Excerpts: “The first exhibition to be jointly presented by the Grey Art Gallery in New York City and the Parrish Art Museum in Southampton, Damaged Romanticism will run concurrently at the two institutions, opening January 13, 2009, at the Grey and February 7, 2009, at the Parrish.”

“According to Terrie Sultan, Director of the Parrish Art Museum and an organizer of the exhibition, ‘The artists in Damaged Romanticism do not belong to a style or school in the traditional sense, but they share an outlook that helps define the spirit of our times. Like the original Romantics, who so powerfully transformed the arts and society two centuries ago, they keenly feel the damage wrought by the forces of modernity and by our divorce from the natural world. But the fantasies of these damaged romantics are tempered by a pragmatic realism. Their sense of disillusionment and loss never stops them from clinging stubbornly to hope.’”

"Artists whose work is included in the exhibition are Richard Billingham (England); Berlinde De Bruyckere (Belgium); Edward Burtynsky (Canada); Sophie Calle (France); Petah Coyne (United States); Angelo Filomeno (Italy/UnitedStates); Jesper Just (Denmark/United States); Mary McCleary (United States); Florian Maier-Aichen (Germany/United States); Wangechi Mutu (Kenya/United States); Anneè Olofsson (Sweden); Julia Oschatz (Germany); David Schnell (Germany); and Ryan Taber/Cheyenne Weaver (United States).”


The site Qantara.de, which focuses on Middle Eastern culture and its relation to the western world and to Islam, has an article on Edward Said: “The Edward Said's Orientalism in Arab Discourse, Instrumentalised on All Sides” (January 7, 2009). It is by Markus Schmitz, and is translated by Katy Derbyshire—Schmitz is a University of Munster research fellow (School of English, Postcolonial and Media Studies); and Schmitz affirs that “The Palestinian-American intellectual Said overstepped the boundaries of his academic and national origins, his critique thus achieving recognition across the disciplines and around the world. Yet although his significance in bringing together previously separate debates is undisputed, it proves extremely difficult to determine Edward Said's precise cultural, political or theoretical locus.” The site also the covers Afghan director Siddiq Barmak (his film Osama won international awards) and his new film, Opium War, as well as Italian singer Etta Scollo and her engagement of the medieval Arabic poetry of Sicily for her new album Il Fiore Splendente.

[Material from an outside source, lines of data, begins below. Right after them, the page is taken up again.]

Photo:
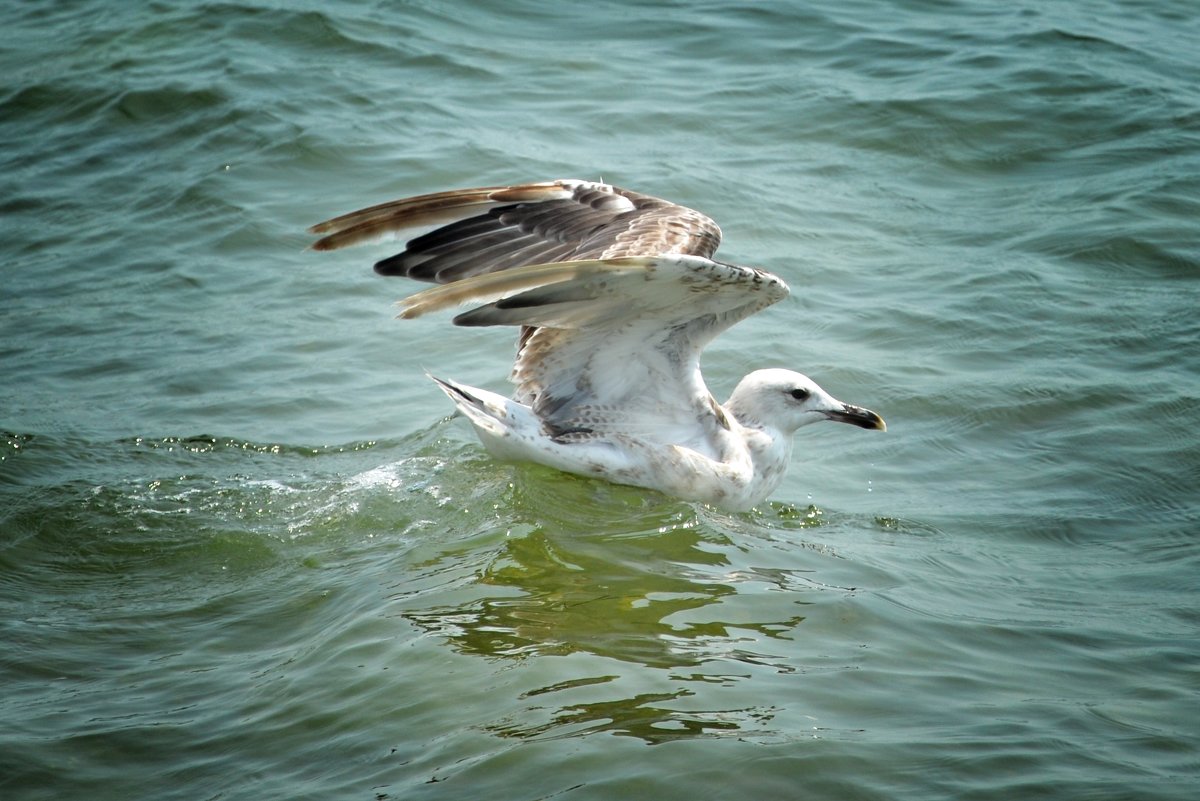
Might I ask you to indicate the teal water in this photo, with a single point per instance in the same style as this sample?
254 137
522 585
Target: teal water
245 553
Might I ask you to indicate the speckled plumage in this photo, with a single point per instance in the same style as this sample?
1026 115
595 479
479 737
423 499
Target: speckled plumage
616 295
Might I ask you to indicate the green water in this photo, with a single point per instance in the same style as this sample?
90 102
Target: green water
245 552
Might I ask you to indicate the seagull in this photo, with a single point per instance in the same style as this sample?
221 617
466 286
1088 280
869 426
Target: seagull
616 294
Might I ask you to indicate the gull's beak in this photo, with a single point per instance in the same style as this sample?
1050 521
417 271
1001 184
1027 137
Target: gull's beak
857 416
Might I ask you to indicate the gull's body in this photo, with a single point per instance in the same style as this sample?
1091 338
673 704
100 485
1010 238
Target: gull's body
616 295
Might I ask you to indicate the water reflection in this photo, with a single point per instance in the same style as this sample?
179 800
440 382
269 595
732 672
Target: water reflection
621 584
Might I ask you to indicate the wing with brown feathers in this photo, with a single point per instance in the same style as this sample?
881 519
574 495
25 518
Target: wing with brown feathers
497 228
613 341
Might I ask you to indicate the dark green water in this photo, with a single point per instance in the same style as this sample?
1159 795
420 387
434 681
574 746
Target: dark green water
246 554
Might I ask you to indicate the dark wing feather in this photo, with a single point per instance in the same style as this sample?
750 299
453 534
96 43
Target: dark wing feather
498 228
611 339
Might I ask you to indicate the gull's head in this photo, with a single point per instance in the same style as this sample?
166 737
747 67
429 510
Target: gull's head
784 399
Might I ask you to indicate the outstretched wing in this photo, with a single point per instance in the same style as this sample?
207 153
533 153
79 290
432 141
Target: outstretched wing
616 342
497 228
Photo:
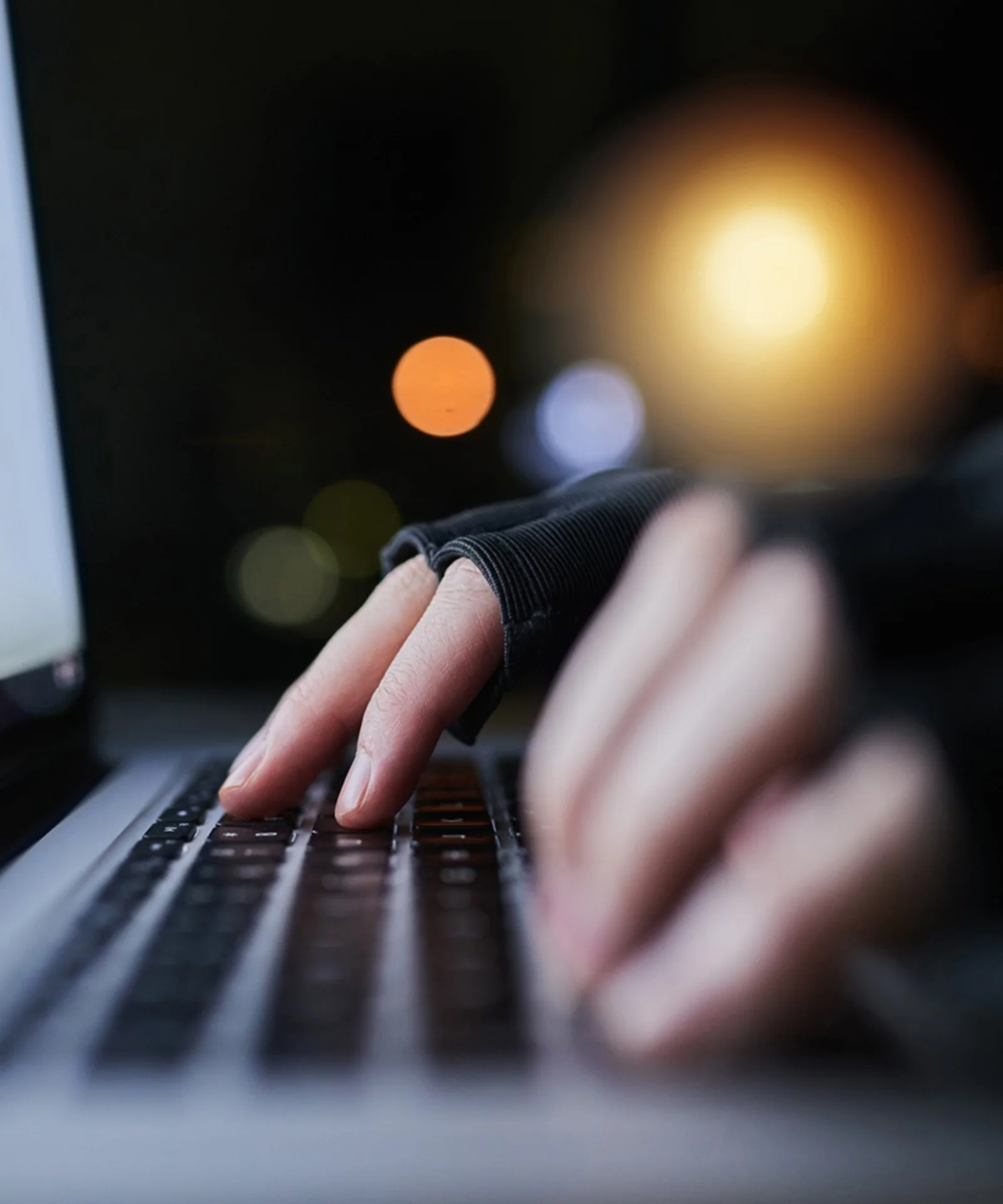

Afropop.com's reporter Banning Eyre has conducted an interview with Vampire Weekend band member Ezra Koenig, in which Koenig says, “You know, sometimes it's funny when I see interviews where we get too intellectual about things, because the way we speak about things among ourselves, as probably is true among most bands, we start talking about vibes and all these very weird concepts that maybe only matter to people who listen to music. So to me, and this is fairly distinct from the musical side of it, I have always been very interested in kind of cultural connections. I spent a lot of time when I was in school taking especially literature courses about British India, which is in some ways a horrible time, but also important. To look back at that period helps you to understand why India is the way it is today and the way England is today, and even the way America is today. So in a cultural way, I don't think it's a paradox. This is not the first time in history that people are moving around the planet and meeting each other, and being exposed to new kinds of art.” The year 2008 interview is available now online at the web site of Afropop.com.